I love writing. But it wasn’t always that way. I started out wanting to be a comic book artist. When I was in junior high, I would often fake being sick just so I could stay home from school and draw and create stories (I think my mother knew, but still indulged me from time to time). I never realized I was writing back then, as my focus was so much on the art. But all that changed my freshman year in a ninth-grade English class when my teacher, a middle-aged white woman with stylish graying hair and a strange affection for Calypso music, gave us the classroom assignment of writing a brief autobiography. What I turned in started like this:
“I grew up through a maze of comic books and dreams designed to break down the poverty of a childhood existence. Oh, the sweetness of those days, wrapped in bitter melancholy, still stamped upon the envelope of my mind….”
The next day she took me aside and said that I had a gift for stringing words together, and that I should consider pursuing the ideal of being a writer. I tell this story because I wasn’t a good student; at best I was average and borderline failing. For a young black kid coming of age in 1966 at a very tumultuous time in the history of our country, what that teacher said had a very profound effect on me and who I was to become.
This was reinforced several years later in a creative writing class taught by a young, first-year graduate teacher. Fresh out of college and just barely outside my dating range, she taught me metaphor and similes; put the rhyme in alliteration; and personified the language of description in the corrections she made to each bit of poetry and prose I handed in. She kept me from failing high school and sang my praise in a poem that was later published in a small literary magazine. She believed in me as a writer long before I believed in myself.
I read somewhere once that the word educate, at its root, means “to draw out,” that the essence of the intellect is already there waiting to be coaxed into being. As the statue residing at the heart of the stone is dependent on the skill of the sculptor to release the image, so too are the aptitudes of the student dependent on the skill of the teacher “to draw out” the best in him/her.
To this day I am indebted to teachers who look beyond the stereotypes, gruff exterior and surly attitude, to recognize the vast potential that resided within; to see the deeper value of the persons placed in their charge. To this day I feel blessed.
I love writing.
I know I’m just repeating myself, but to watch words magically appear across the blank screen of a white page is a very enjoyable experience. For a while I wasn’t really sure if I loved the craft enough. I remember the passion I had for it when I was younger and the seeds were first sown, and the sprouts of imagination unfurled themselves to push their way up through the hard soil of grit and grammar, and between the cracks of writer’s block.
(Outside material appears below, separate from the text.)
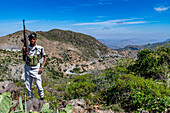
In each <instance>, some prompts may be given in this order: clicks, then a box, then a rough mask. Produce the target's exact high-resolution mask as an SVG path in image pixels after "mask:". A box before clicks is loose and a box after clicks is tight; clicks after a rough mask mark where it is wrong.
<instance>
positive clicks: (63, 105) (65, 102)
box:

In those days I feasted on writing as if it were a final meal or some forbidden fruit I had never tasted before. Locked away in the hot, shadowy comfort of my attic room, I’d sit hunched for hours over the small keyboard of my older brother’s portable gray typewriter, plotting and pecking out the drama of make-believe lives.
I think that’s what I love most about writing. The fact that I get to fool around with history —that of others as well as my own—and that I get to weave it into a pattern of a whole other reality and come up with a garment of my own design. If I do this skillfully enough, I give answer to the secret musings we’ve all had at one time or another of asking, “What if?” What if things had been different and I had been born a girl…or a different color…or on a different continent? My God, I can only imagine…but as a writer I get to do more than just imagine. I get to make it so.
I no longer doubt my love for the craft. Though not as all-consuming as it once was—when I was just an ingénue in that shadowy closed-off attic—the passion is still there; the desire a perennial urge that keeps returning day after day and year after year, growing more colorful in its expression with each passing season. At this point, writing is more a blessing than it will ever be a curse—partly because I tentatively comprehend the mechanics of words, but mostly because I appreciate and understand the power of words.
There is a theory that exists within the context of conjectural African thought; it is the theory of Nomo: the power of the spoken word. In philosophical African reflection, words have a huge influence on how things are perceived and initiated. In his culturally celebrated book, Muntu, author Janheinz Jahn assert that awareness of this fact alone can reshape and alter our world. He goes on to explain: “That every human thought, once expressed, becomes reality” and that words not only initiates and sustain the course of things, but are also transformative. Because they have this power, “every word is an effective word” and “every word is binding.” Within the notions of Nomo, there’s no such thing as a “harmless, noncommittal word—every word has consequences. Therefore, the word binds the Muntu (man), and the Muntu is responsible for his word.”
If I apply this concept to my writing, then every word that I type or scribble is useful in the context of the conversation I’m seeking to initiate. This is what we are all taught in English 101, to make our words count.